Etiology/Tissue Composition
Angiosarcomas are composed of endothelial and mesenchymal cells. On histopathology, they typically contain vascular channels lined by pleomorphic and atypical cells. Focal hemorrhage is commonly present.
Clinical Features
Angiosarcomas can present with a broad array of clinical symptoms. These often relate to RA or pericardial involvement and can include dyspnea, ascites, and/or lower extremity edema. Superior vena caval (SVC) flow obstruction can occur, resulting in venous distention/edema involving the upper extremities, chest, neck, and face (“superior vena caval syndrome”).
Imaging Findings
• Location: Angiosarcomas typically occur in the right atrium. Localized extension into LA or pericardium can occur, with the latter resulting in hemorrhagic pericardial effusion.

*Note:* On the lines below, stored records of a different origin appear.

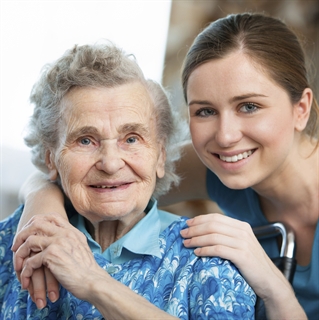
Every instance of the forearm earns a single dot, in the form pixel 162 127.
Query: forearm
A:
pixel 40 196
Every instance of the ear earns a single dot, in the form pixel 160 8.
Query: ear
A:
pixel 49 161
pixel 302 109
pixel 160 171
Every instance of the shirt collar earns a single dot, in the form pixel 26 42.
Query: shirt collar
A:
pixel 142 239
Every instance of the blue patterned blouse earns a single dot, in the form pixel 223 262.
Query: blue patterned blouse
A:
pixel 178 282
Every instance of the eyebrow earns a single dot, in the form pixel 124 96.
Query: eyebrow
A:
pixel 234 99
pixel 81 131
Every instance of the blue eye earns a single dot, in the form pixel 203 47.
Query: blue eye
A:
pixel 249 108
pixel 131 139
pixel 205 112
pixel 85 141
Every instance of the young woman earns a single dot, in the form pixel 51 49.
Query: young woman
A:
pixel 254 125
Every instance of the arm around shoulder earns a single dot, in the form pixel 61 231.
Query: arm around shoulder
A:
pixel 193 179
pixel 39 196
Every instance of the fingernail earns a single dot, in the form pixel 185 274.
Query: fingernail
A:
pixel 189 221
pixel 184 232
pixel 40 303
pixel 52 296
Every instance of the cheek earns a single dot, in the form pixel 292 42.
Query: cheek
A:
pixel 201 133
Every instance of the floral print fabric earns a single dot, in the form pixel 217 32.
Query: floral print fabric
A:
pixel 180 283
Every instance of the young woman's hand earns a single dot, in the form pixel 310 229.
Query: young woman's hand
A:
pixel 234 240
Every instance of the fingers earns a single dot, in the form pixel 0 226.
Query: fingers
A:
pixel 52 285
pixel 38 294
pixel 216 223
pixel 41 224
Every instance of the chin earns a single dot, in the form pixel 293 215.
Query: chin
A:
pixel 235 183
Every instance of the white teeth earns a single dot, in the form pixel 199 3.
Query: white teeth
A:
pixel 105 187
pixel 237 157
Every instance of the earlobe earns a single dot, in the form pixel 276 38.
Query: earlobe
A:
pixel 302 109
pixel 53 172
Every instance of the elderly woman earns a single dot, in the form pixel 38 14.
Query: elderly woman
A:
pixel 105 134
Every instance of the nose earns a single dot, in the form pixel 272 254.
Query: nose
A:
pixel 110 158
pixel 228 131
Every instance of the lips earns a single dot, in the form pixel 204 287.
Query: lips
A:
pixel 237 157
pixel 109 186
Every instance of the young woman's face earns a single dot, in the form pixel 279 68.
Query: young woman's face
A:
pixel 242 123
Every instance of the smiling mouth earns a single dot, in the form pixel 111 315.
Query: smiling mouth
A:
pixel 237 157
pixel 109 187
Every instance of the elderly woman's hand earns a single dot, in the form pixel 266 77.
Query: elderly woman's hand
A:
pixel 49 242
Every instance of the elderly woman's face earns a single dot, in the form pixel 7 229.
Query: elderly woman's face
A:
pixel 108 155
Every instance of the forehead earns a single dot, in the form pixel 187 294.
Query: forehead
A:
pixel 126 103
pixel 235 73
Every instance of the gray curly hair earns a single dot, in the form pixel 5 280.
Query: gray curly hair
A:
pixel 98 65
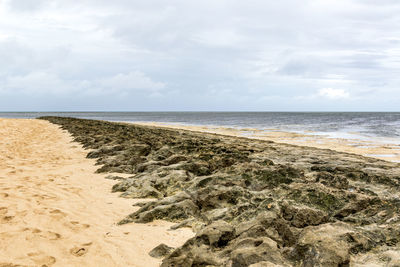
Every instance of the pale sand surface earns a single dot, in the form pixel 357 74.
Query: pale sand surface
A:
pixel 55 211
pixel 380 148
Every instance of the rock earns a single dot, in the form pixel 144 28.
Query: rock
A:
pixel 160 251
pixel 323 245
pixel 217 234
pixel 251 202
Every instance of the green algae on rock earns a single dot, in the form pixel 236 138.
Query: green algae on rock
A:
pixel 251 202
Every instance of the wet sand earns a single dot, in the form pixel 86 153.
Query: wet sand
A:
pixel 55 211
pixel 380 148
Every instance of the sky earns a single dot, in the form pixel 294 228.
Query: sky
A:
pixel 209 55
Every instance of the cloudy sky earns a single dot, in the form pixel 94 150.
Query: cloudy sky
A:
pixel 255 55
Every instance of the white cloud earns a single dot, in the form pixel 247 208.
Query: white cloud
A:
pixel 240 50
pixel 130 81
pixel 47 83
pixel 333 93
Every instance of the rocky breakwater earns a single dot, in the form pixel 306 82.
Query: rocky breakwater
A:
pixel 251 202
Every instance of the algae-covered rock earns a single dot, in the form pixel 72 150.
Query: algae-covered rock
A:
pixel 160 251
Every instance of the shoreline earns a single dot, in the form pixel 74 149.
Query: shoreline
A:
pixel 244 197
pixel 379 148
pixel 56 210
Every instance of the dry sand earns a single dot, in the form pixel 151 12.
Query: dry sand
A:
pixel 380 148
pixel 55 211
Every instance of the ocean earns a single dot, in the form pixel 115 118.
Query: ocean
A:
pixel 335 124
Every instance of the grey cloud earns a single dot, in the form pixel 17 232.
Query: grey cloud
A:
pixel 197 54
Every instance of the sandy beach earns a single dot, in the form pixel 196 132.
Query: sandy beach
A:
pixel 55 211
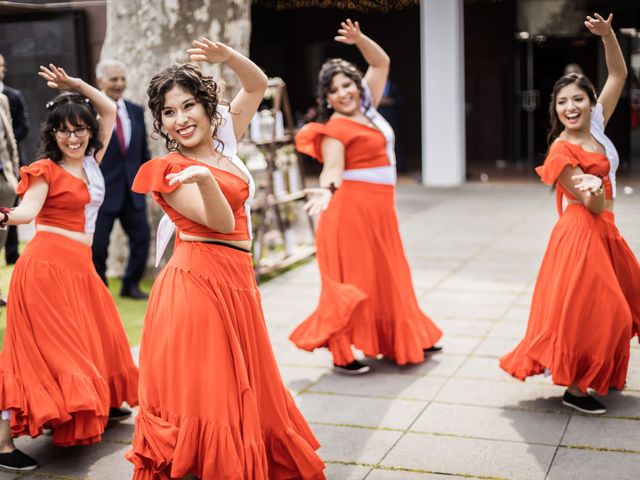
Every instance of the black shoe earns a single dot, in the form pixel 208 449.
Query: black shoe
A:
pixel 118 414
pixel 354 368
pixel 586 404
pixel 133 292
pixel 17 461
pixel 433 349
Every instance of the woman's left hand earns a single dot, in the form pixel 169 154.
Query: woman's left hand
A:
pixel 204 50
pixel 587 182
pixel 56 77
pixel 349 32
pixel 598 25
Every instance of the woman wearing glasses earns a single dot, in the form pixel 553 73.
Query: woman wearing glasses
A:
pixel 66 363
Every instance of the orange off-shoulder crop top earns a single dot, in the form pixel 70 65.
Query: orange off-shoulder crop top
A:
pixel 151 178
pixel 562 154
pixel 71 203
pixel 365 147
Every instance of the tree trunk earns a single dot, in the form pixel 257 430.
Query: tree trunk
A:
pixel 149 35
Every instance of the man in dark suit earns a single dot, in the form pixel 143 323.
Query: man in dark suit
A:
pixel 127 150
pixel 20 124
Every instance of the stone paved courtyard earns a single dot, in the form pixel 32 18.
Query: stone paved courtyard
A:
pixel 474 253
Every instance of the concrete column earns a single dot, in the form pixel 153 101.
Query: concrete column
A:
pixel 443 103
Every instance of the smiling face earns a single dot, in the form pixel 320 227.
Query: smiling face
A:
pixel 74 146
pixel 573 108
pixel 344 95
pixel 185 120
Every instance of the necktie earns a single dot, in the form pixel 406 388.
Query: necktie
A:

• Morphology: Two particular patterns can occur: (1) Angiosarcomas typically appear as bulky intracavitary masses (typically right atrial) that invade adjacent myocardium, chamber cavities, and/or pericardium (Figure 10-7); (2) less commonly, angiosarcomas can present with primary pericardial involvement, resulting in isolated pericardial thickening and/or pericardial effusion.
FIGURE 10-7 Angiosarcoma, as assessed by CMR and cardiac CT. (A) Cine- (left, center) and T1-weighted spin-echo (right) CMR demonstrate a large, irregularly contoured mass (red arrow) that demonstrates 2 typical features of angiosarcoma—RA location and pericardial involvement. (B) Contrast-enhanced CT demonstrates similar morphologic appearance as well as diffuse contrast uptake, consistent with prominent vascular supply. (C) Histopathology evidenced angiosarcoma (hematoxylin and eosin stain, magnification 20X). Note myocardium (black arrow), as well as angiosarcoma consisting of atypical spindle cells (yellow arrow) with areas of hemorrhage.